Das Häuschen, von manchen immer noch “Baracke” genannt, wurde Mitte der 90er von der Gemeinde auf den Markt geworfen und vom Gutshof erworben. Das Schloss hätte es auch gern gekauft – um es abzureißen, weil es das historisierende Ensemble stört. Das wurde zum Glück verhindert, denn jetzt ist es meine Wohnung und mein Wirkungsraum.

Die Nummer 3 wird von T. und H. bewohnt, den Eierlieferanten der Nachbarschaft. Sie sehen alles, wissen alles und kommentieren alles. Sie teilen auch gerne ihr Wissen um das, was so vor sich geht. Vom alten Gutshof-Komplex ist der mächtige steinerne Einfahrtspfosten neben ihrem Haus erhalten geblieben.
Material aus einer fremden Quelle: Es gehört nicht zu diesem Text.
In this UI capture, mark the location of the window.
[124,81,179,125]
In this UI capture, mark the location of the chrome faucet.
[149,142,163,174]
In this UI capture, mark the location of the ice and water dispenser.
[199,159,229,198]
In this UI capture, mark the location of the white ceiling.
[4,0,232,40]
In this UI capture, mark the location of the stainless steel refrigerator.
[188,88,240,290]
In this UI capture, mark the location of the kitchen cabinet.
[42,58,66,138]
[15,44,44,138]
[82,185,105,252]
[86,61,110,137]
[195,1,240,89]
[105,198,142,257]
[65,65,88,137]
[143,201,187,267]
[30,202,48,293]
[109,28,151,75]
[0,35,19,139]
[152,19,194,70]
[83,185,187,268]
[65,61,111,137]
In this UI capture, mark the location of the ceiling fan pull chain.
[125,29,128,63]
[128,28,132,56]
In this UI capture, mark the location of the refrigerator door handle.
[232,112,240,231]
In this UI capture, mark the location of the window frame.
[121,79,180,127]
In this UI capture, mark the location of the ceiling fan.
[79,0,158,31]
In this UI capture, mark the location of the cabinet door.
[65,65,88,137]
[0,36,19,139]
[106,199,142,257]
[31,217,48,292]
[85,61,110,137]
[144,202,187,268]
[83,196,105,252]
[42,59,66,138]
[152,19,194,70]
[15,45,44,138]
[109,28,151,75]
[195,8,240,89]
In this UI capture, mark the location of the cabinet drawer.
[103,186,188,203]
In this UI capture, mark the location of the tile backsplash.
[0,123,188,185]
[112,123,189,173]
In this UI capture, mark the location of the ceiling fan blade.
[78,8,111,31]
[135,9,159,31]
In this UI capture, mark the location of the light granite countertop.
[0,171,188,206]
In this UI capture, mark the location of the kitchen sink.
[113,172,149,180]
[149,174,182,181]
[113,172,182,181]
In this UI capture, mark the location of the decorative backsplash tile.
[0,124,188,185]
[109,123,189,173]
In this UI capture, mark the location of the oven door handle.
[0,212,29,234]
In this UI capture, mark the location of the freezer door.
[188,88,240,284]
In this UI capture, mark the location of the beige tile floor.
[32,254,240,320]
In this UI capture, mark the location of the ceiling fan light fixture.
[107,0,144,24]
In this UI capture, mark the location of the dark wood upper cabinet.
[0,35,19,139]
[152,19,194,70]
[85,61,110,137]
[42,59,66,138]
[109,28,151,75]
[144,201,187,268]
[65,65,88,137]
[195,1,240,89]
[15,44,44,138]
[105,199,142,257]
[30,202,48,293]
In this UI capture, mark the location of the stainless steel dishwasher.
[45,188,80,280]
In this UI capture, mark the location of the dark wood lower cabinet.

Im Nachbarhaus, der Nummer 4, wohnen K. und M., auch ihr Haus ist im Kern ein altes Gutshofgebäude, natürlich aufgestockt, erweitert und entsetzlich nachwende-mäßig verbaut. K. ist Landwirt, aber M. ist die Chefin. Früher hatten sie Milchkühe, aber das lohnt sich nicht mehr. Jetzt wird nur noch Energie angebaut: Mais für die Biogas-Anlage und Getreide für die Verästerung zu Biodiesel. K., bzw. eigentlich M. hat große Traktoren und eine große, wirklich sehr große Erntemaschine. Wenn die großen Ungetüme zu Felde ziehen, erbebt die Neue Dorfstraße. Sie waren natürlich teuer und das heißt, sie müssen immer unterwegs sein, damit sie ihre Kredite wieder reinfahren. K. ist im Radius von -zig Kilometern auf fremden Äckern als Lohnbauer unterwegs und pflügt und scheibt und drillt dort Furche um Furche und Stunde um Stunde. Er ist also im Grunde Fernfahrer.

Die Nummer 5 trägt die Dorfkneipe „Kellerstübchen“. Tatsächlich sind die Gasträume im Keller. Die weitläufigen Kellergewölbe stammen aus einer Zeit, als alle diese Häuser noch Teil des großen Wirtschaftskarrées war. Wenn man in W.’s Wirtschaft die Tapete mit den aufgedruckten Klinkern ablösen würde, wenn man die realen Mauern dahinter aufbrechen würde, käme man in die Kellergewölbe der benachbarten ehemaligen Brennerei. Hier hängt unterirdisch alles zusammen. Das Getreide wurde durch die Kellerschluchten direkt in den Brennereikeller gepumpt und dort zu Schnaps verarbeitet.

Das Brennereigebäude mit der Hausnummer 6 ist das älteste Gebäude des Ensembles und stammt aus dem Jahr 1837. Es steht leer und bröselt vor sich hin. Die neuen Besitzer, ein fröhliches Berliner Betriebs- und Familiengeflecht, haben sich auf der Freifläche zwischen den Schuppen eingerichtet und beschränken sich zurzeit auf die Bestandssicherung des alten Gemäuers und aufs Pläne schmieden.

Das nächste Gebäude ist die Vereinskneipe des heutigen Gutshofes. Es trägt die Hausnummer 6a. Und hierher käme auch die Post für E., die in dem Haus wohnt und arbeitet. Tatsächlich wird aber der dicke Packen an Briefen für die Gutshofbewohner+innen in der Nummer 7 abgeliefert, im Büro des Vereins, in dem langen Hausriegel, knapp neben der künstlichen Hauslücke, die mal der Durchstich für die Neue Dorfstrasse hatte werden sollen. Hier kommt auch meine Post an, denn postalisch gehöre ich zur Nummer 7.